Шевалье де Мезон-Руж, стр. 17

— Вы действительно так думаете, друг мой?.. — робко спросила Женевьева.

— Я думаю, что он будет как бы свидетельством патриотизма и своего рода индульгенцией для нашего дома. Уверен, что начиная с этого вечера сам шевалье де Мезон-Руж был бы у нас в безопасности.

И Диксмер, поцеловав жену в лоб скорее с отеческой, чем с супружеской нежностью, оставил ее в маленьком павильоне, полностью принадлежащем ей, и перешел в другую часть дома, где он жил вместе с гостями, которые были у него за столом.

X. САПОЖНИК СИМОН

Наступило начало мая. Ясный день наполнял теплом легкие, уставшие дышать ледяными зимними туманами; лучи нежаркого, но живительного солнца опустились на темные стены Тампля.

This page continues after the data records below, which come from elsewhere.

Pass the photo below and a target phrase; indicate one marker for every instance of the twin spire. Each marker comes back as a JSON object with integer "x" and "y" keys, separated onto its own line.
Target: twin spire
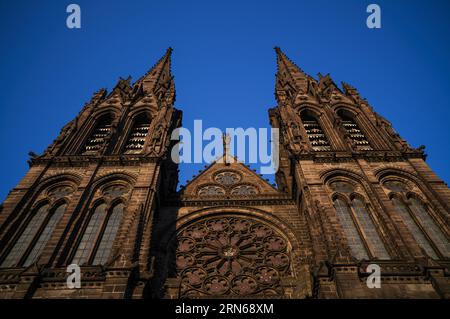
{"x": 291, "y": 80}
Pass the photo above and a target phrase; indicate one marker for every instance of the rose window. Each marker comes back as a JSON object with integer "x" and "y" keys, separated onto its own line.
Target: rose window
{"x": 227, "y": 178}
{"x": 244, "y": 190}
{"x": 231, "y": 256}
{"x": 211, "y": 191}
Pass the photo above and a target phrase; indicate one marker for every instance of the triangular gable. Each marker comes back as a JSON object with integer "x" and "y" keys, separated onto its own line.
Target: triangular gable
{"x": 228, "y": 178}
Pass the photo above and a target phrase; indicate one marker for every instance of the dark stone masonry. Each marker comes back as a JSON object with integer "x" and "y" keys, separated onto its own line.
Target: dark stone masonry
{"x": 350, "y": 193}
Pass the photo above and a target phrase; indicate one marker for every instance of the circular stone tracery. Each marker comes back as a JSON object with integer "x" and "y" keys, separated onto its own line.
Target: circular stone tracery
{"x": 231, "y": 255}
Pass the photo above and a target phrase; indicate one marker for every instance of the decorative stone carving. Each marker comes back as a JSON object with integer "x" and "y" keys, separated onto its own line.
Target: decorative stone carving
{"x": 231, "y": 256}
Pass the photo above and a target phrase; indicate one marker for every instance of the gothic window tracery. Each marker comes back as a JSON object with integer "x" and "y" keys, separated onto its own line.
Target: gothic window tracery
{"x": 98, "y": 136}
{"x": 418, "y": 220}
{"x": 227, "y": 178}
{"x": 97, "y": 239}
{"x": 231, "y": 256}
{"x": 244, "y": 190}
{"x": 211, "y": 190}
{"x": 35, "y": 235}
{"x": 316, "y": 135}
{"x": 354, "y": 132}
{"x": 360, "y": 230}
{"x": 138, "y": 135}
{"x": 354, "y": 240}
{"x": 60, "y": 192}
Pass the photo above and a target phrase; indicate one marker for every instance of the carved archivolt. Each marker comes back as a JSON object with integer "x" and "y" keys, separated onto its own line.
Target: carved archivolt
{"x": 231, "y": 256}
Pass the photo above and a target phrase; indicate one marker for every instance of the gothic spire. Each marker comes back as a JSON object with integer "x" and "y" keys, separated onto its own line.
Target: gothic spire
{"x": 159, "y": 77}
{"x": 289, "y": 76}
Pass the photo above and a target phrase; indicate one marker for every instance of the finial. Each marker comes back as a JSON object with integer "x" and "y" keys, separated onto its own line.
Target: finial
{"x": 226, "y": 147}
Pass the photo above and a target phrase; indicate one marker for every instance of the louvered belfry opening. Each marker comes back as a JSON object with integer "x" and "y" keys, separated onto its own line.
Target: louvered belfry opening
{"x": 97, "y": 138}
{"x": 315, "y": 133}
{"x": 138, "y": 134}
{"x": 355, "y": 133}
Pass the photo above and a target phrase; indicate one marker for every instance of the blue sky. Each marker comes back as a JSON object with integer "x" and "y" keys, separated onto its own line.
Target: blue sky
{"x": 223, "y": 62}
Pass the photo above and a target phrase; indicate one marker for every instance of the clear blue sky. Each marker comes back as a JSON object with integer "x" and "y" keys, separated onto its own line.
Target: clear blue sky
{"x": 223, "y": 62}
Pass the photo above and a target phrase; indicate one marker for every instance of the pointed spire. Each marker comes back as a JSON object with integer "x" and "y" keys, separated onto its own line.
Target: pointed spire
{"x": 289, "y": 75}
{"x": 158, "y": 74}
{"x": 226, "y": 148}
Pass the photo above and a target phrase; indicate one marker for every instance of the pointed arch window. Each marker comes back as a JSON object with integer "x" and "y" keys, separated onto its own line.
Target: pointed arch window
{"x": 369, "y": 229}
{"x": 316, "y": 135}
{"x": 352, "y": 235}
{"x": 35, "y": 236}
{"x": 108, "y": 236}
{"x": 136, "y": 140}
{"x": 98, "y": 237}
{"x": 354, "y": 132}
{"x": 417, "y": 218}
{"x": 356, "y": 220}
{"x": 98, "y": 136}
{"x": 414, "y": 213}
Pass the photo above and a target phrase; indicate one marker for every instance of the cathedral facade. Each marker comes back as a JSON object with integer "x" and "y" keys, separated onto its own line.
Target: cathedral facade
{"x": 351, "y": 195}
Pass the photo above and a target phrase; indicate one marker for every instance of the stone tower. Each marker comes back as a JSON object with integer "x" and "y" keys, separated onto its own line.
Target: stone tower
{"x": 352, "y": 197}
{"x": 90, "y": 198}
{"x": 366, "y": 195}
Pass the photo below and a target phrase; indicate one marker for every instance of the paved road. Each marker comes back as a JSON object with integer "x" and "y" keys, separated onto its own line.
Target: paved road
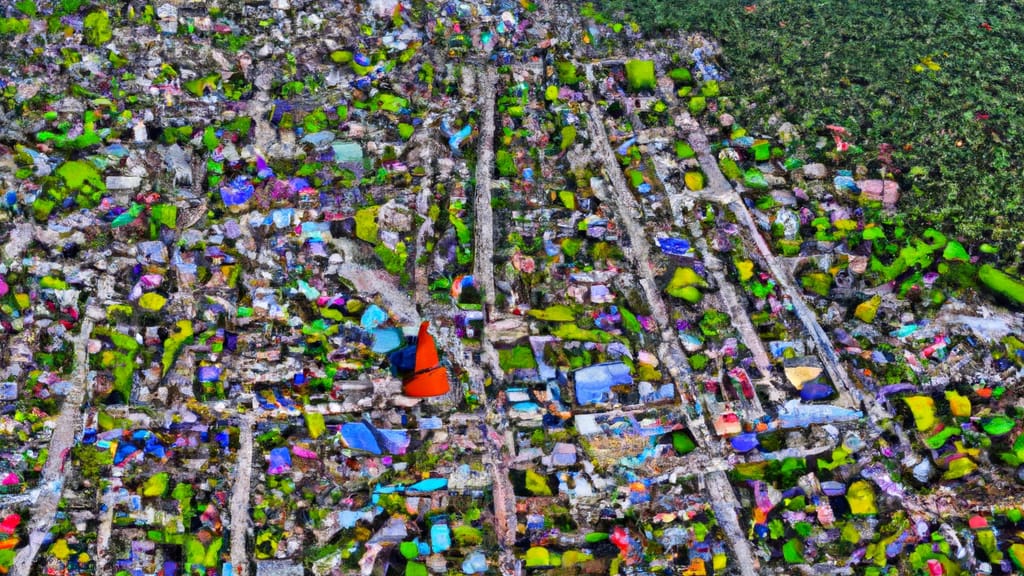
{"x": 723, "y": 501}
{"x": 483, "y": 273}
{"x": 240, "y": 495}
{"x": 105, "y": 528}
{"x": 483, "y": 265}
{"x": 54, "y": 472}
{"x": 639, "y": 251}
{"x": 721, "y": 191}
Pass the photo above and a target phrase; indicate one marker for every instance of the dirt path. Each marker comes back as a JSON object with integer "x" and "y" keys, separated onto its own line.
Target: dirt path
{"x": 240, "y": 496}
{"x": 54, "y": 471}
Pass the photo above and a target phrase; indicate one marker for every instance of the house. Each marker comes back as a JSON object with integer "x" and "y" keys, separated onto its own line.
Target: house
{"x": 279, "y": 568}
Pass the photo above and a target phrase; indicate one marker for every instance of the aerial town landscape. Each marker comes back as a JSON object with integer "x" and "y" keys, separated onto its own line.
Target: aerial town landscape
{"x": 410, "y": 288}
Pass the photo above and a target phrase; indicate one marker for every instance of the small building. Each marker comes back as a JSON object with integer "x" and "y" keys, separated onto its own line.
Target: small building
{"x": 279, "y": 568}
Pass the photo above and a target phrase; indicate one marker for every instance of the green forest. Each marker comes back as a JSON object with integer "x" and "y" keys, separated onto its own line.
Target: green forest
{"x": 939, "y": 82}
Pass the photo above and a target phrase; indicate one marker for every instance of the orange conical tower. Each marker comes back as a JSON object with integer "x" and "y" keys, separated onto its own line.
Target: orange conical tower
{"x": 429, "y": 377}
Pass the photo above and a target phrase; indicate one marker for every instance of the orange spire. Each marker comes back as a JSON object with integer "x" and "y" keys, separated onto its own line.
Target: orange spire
{"x": 429, "y": 377}
{"x": 426, "y": 351}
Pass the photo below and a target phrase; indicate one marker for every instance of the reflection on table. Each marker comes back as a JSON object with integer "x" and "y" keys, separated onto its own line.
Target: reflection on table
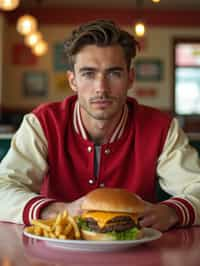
{"x": 177, "y": 247}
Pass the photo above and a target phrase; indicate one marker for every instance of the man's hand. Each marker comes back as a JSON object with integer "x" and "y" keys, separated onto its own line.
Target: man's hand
{"x": 73, "y": 208}
{"x": 158, "y": 216}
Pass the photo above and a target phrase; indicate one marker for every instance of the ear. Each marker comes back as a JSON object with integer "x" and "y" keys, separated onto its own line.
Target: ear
{"x": 72, "y": 80}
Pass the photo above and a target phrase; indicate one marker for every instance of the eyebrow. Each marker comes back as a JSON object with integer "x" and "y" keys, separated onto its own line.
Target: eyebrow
{"x": 106, "y": 70}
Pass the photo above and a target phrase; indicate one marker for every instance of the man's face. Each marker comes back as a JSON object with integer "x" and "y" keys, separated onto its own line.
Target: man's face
{"x": 101, "y": 80}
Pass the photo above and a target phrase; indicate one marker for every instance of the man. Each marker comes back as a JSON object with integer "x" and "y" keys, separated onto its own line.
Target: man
{"x": 100, "y": 137}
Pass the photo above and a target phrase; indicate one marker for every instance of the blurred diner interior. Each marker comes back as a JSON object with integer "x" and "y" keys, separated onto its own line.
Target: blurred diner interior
{"x": 167, "y": 66}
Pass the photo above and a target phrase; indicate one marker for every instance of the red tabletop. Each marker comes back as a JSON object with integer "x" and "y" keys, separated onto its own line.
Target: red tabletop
{"x": 177, "y": 247}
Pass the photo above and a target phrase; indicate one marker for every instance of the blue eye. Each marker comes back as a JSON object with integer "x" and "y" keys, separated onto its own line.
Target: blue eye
{"x": 88, "y": 74}
{"x": 117, "y": 74}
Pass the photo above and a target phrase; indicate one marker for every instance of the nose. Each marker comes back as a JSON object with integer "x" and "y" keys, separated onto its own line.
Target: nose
{"x": 101, "y": 84}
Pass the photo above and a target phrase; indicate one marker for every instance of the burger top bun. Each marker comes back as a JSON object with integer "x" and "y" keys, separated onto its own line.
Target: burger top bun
{"x": 113, "y": 200}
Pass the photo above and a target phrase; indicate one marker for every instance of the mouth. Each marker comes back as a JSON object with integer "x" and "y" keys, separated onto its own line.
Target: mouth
{"x": 103, "y": 103}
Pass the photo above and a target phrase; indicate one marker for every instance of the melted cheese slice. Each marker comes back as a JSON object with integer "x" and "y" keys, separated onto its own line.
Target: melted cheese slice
{"x": 103, "y": 217}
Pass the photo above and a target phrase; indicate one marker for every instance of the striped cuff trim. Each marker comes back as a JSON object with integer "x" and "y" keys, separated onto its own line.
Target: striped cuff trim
{"x": 33, "y": 208}
{"x": 184, "y": 210}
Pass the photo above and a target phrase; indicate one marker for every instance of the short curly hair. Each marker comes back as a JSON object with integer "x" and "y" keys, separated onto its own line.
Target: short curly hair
{"x": 101, "y": 33}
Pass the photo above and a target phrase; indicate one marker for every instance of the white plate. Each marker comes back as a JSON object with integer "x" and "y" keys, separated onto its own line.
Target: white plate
{"x": 149, "y": 235}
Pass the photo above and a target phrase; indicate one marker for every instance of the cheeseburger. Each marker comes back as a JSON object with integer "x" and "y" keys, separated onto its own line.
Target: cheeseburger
{"x": 111, "y": 214}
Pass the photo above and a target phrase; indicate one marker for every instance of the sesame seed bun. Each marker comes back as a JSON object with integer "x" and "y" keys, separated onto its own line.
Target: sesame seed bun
{"x": 113, "y": 200}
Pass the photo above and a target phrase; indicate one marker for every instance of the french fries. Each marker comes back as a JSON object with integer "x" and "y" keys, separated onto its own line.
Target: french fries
{"x": 63, "y": 226}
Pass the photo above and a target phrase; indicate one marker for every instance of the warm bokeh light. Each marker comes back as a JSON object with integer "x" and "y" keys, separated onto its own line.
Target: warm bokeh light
{"x": 26, "y": 24}
{"x": 40, "y": 48}
{"x": 33, "y": 38}
{"x": 139, "y": 29}
{"x": 8, "y": 5}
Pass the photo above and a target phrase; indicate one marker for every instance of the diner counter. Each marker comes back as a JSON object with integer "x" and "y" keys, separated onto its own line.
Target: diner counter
{"x": 177, "y": 247}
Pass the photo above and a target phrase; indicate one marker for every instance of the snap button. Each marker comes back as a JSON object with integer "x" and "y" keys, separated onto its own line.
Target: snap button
{"x": 91, "y": 181}
{"x": 107, "y": 151}
{"x": 89, "y": 148}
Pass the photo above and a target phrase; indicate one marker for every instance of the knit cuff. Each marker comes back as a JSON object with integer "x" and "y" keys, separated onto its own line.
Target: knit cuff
{"x": 184, "y": 210}
{"x": 34, "y": 207}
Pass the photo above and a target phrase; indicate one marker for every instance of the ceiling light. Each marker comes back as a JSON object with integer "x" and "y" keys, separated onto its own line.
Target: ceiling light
{"x": 8, "y": 5}
{"x": 33, "y": 38}
{"x": 26, "y": 24}
{"x": 139, "y": 29}
{"x": 40, "y": 48}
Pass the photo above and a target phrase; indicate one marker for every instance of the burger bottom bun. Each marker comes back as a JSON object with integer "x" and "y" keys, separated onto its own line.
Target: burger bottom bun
{"x": 89, "y": 235}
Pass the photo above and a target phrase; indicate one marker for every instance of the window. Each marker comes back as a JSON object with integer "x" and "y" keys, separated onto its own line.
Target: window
{"x": 187, "y": 77}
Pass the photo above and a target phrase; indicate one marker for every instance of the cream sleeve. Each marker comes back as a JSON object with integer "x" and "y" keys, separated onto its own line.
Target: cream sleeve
{"x": 179, "y": 172}
{"x": 22, "y": 169}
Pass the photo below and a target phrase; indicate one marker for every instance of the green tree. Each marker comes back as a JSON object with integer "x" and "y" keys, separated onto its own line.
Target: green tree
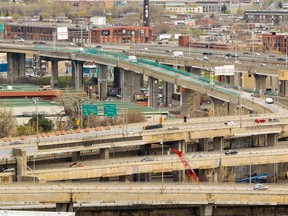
{"x": 44, "y": 124}
{"x": 7, "y": 121}
{"x": 223, "y": 8}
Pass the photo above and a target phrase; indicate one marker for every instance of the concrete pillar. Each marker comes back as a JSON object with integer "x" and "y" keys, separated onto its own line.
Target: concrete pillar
{"x": 21, "y": 161}
{"x": 104, "y": 153}
{"x": 116, "y": 82}
{"x": 260, "y": 83}
{"x": 124, "y": 179}
{"x": 203, "y": 144}
{"x": 54, "y": 74}
{"x": 77, "y": 74}
{"x": 189, "y": 102}
{"x": 16, "y": 66}
{"x": 64, "y": 207}
{"x": 218, "y": 143}
{"x": 272, "y": 140}
{"x": 206, "y": 210}
{"x": 153, "y": 92}
{"x": 220, "y": 107}
{"x": 76, "y": 156}
{"x": 130, "y": 85}
{"x": 179, "y": 176}
{"x": 102, "y": 82}
{"x": 168, "y": 90}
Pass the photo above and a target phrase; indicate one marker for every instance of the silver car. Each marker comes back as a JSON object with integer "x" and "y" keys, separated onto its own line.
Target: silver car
{"x": 260, "y": 187}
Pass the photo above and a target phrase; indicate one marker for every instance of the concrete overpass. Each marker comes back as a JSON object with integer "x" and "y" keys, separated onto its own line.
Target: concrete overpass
{"x": 224, "y": 99}
{"x": 205, "y": 197}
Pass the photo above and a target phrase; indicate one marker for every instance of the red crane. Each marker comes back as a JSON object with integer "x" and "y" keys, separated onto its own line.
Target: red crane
{"x": 188, "y": 169}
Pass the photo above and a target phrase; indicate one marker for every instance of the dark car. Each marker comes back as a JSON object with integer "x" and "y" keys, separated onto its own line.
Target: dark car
{"x": 207, "y": 53}
{"x": 281, "y": 59}
{"x": 260, "y": 120}
{"x": 231, "y": 151}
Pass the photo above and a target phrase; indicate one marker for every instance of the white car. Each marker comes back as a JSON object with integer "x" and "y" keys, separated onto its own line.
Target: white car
{"x": 230, "y": 123}
{"x": 269, "y": 100}
{"x": 260, "y": 187}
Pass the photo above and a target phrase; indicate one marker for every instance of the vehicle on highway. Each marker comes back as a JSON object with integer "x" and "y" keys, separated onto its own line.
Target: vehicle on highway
{"x": 6, "y": 169}
{"x": 173, "y": 128}
{"x": 205, "y": 58}
{"x": 230, "y": 123}
{"x": 269, "y": 100}
{"x": 207, "y": 53}
{"x": 147, "y": 159}
{"x": 15, "y": 142}
{"x": 132, "y": 58}
{"x": 152, "y": 126}
{"x": 168, "y": 50}
{"x": 260, "y": 120}
{"x": 178, "y": 54}
{"x": 273, "y": 120}
{"x": 260, "y": 187}
{"x": 281, "y": 59}
{"x": 231, "y": 151}
{"x": 76, "y": 164}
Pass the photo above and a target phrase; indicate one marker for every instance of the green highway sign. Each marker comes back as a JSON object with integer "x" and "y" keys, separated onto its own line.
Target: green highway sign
{"x": 110, "y": 110}
{"x": 89, "y": 110}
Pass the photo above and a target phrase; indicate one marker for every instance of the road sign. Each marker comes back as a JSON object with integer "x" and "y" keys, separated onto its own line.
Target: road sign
{"x": 110, "y": 110}
{"x": 89, "y": 110}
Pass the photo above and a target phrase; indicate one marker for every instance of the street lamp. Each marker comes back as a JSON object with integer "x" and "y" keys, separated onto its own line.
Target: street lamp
{"x": 35, "y": 101}
{"x": 286, "y": 50}
{"x": 162, "y": 173}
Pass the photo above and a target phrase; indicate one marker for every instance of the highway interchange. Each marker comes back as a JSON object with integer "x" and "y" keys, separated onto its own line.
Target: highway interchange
{"x": 195, "y": 124}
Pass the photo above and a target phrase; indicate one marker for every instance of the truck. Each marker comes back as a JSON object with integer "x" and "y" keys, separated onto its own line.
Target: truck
{"x": 141, "y": 97}
{"x": 153, "y": 126}
{"x": 178, "y": 54}
{"x": 132, "y": 58}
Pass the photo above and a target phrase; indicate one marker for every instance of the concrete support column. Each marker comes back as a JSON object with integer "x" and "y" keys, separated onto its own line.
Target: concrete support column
{"x": 124, "y": 179}
{"x": 104, "y": 153}
{"x": 283, "y": 87}
{"x": 130, "y": 85}
{"x": 168, "y": 90}
{"x": 76, "y": 156}
{"x": 54, "y": 74}
{"x": 220, "y": 108}
{"x": 179, "y": 176}
{"x": 189, "y": 102}
{"x": 16, "y": 66}
{"x": 77, "y": 74}
{"x": 272, "y": 140}
{"x": 117, "y": 82}
{"x": 102, "y": 82}
{"x": 206, "y": 210}
{"x": 260, "y": 83}
{"x": 64, "y": 207}
{"x": 218, "y": 143}
{"x": 153, "y": 92}
{"x": 21, "y": 161}
{"x": 203, "y": 144}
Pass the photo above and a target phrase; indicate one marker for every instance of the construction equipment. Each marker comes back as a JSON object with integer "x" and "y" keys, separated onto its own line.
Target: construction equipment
{"x": 188, "y": 169}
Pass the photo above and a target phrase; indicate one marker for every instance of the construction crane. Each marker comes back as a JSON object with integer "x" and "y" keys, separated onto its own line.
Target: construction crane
{"x": 188, "y": 169}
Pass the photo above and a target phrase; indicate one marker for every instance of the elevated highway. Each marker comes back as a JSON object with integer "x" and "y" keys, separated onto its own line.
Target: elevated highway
{"x": 136, "y": 194}
{"x": 187, "y": 80}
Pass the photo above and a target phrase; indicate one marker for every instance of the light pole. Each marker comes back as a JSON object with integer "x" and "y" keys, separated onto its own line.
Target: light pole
{"x": 286, "y": 50}
{"x": 35, "y": 101}
{"x": 162, "y": 173}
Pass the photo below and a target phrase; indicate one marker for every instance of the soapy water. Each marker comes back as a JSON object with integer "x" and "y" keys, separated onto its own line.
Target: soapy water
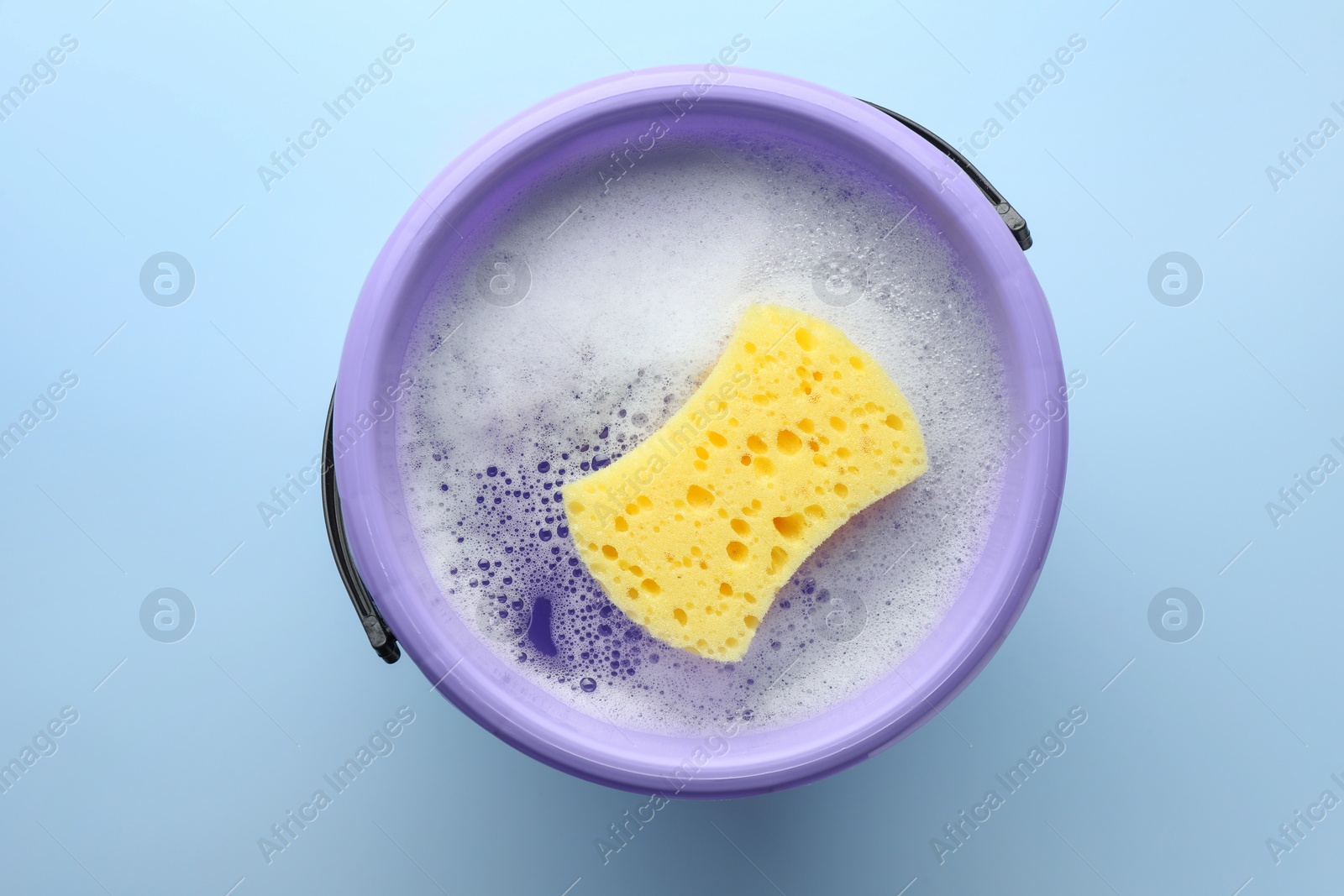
{"x": 584, "y": 320}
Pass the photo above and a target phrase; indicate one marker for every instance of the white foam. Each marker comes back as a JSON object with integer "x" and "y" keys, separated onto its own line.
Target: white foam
{"x": 632, "y": 300}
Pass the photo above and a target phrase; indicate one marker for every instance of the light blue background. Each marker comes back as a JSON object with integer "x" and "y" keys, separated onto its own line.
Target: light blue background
{"x": 150, "y": 476}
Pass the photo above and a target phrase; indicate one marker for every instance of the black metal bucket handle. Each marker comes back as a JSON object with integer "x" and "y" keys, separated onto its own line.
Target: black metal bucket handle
{"x": 380, "y": 636}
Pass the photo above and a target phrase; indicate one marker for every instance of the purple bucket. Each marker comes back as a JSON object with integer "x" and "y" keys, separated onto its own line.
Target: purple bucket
{"x": 381, "y": 559}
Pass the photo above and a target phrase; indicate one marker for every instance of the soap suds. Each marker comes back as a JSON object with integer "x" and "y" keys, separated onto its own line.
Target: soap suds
{"x": 629, "y": 301}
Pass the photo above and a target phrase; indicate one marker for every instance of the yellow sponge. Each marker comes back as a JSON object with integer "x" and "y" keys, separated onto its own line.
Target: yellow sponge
{"x": 696, "y": 530}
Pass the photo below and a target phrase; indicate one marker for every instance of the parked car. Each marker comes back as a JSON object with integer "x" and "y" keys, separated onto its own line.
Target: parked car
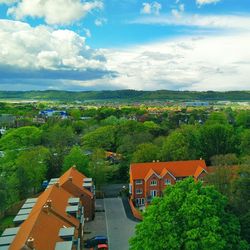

У внутренней калитки, отделявшей башню от садов, смеялись и курили солдаты караульного отряда.

Несмотря на прекрасный день, все три женщины ответили отказом на предложение спуститься и прогуляться по саду: королева после казни мужа упорно избегала этого, чтобы не проходить мимо дверей комнат короля на третьем этаже.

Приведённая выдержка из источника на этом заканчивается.